In general $\mathbb{N} \wedge X = \bigvee_{n>0} X$, so that $\mathbb{N} \wedge (X \wedge Y) = \bigvee_{n>0} (X \wedge Y)$ and $(\mathbb{N} \wedge X) \wedge Y = (\bigvee_{n>0} X) \wedge Y$. By the universal property of the wedge sum, we get a canonical continuous map $$\mathbb{N} \wedge (X \wedge Y) \to (\mathbb{N} \wedge X) \wedge Y,~(n,(x,y)) \mapsto ((n,x),y).$$ It is clearly bijective. For $X=Y=\mathbb{Q}$ it should not be open - why? Probably one has to take some open subset of $\mathbb{Q} \times \mathbb{Q}$ which approaches the base point $(0,0)$ in a weird way?
Can someone explain/supplement Joriki's proof?

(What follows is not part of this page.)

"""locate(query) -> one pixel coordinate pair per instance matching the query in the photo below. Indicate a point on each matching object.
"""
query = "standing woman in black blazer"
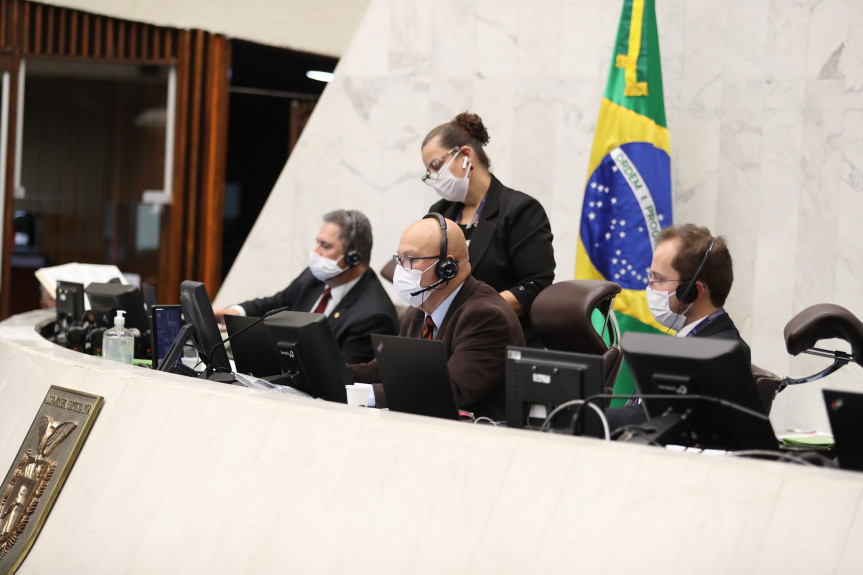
(508, 233)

The preimage in $(\mathbb N\wedge\mathbb Q)\times\mathbb Q$ of an open neighbourhood of the origin of $(\mathbb N\wedge\mathbb Q)\wedge\mathbb Q$ must contain a product of open neighbourhoods of the origins of $\mathbb N\wedge\mathbb Q$ and $\mathbb Q$, so its preimage in $\mathbb N\times\mathbb Q\times\mathbb Q$ must contain a set of the form $\{0\}\times\mathbb Q\times U$, where $U\subseteq\mathbb Q$ is a neighbourhood of $0$. However, $\{(n,x,y)\mid|xy|\lt1\}$ doesn't contain such a set, and its image in $\mathbb N\wedge(\mathbb Q\wedge\mathbb Q)$ is open.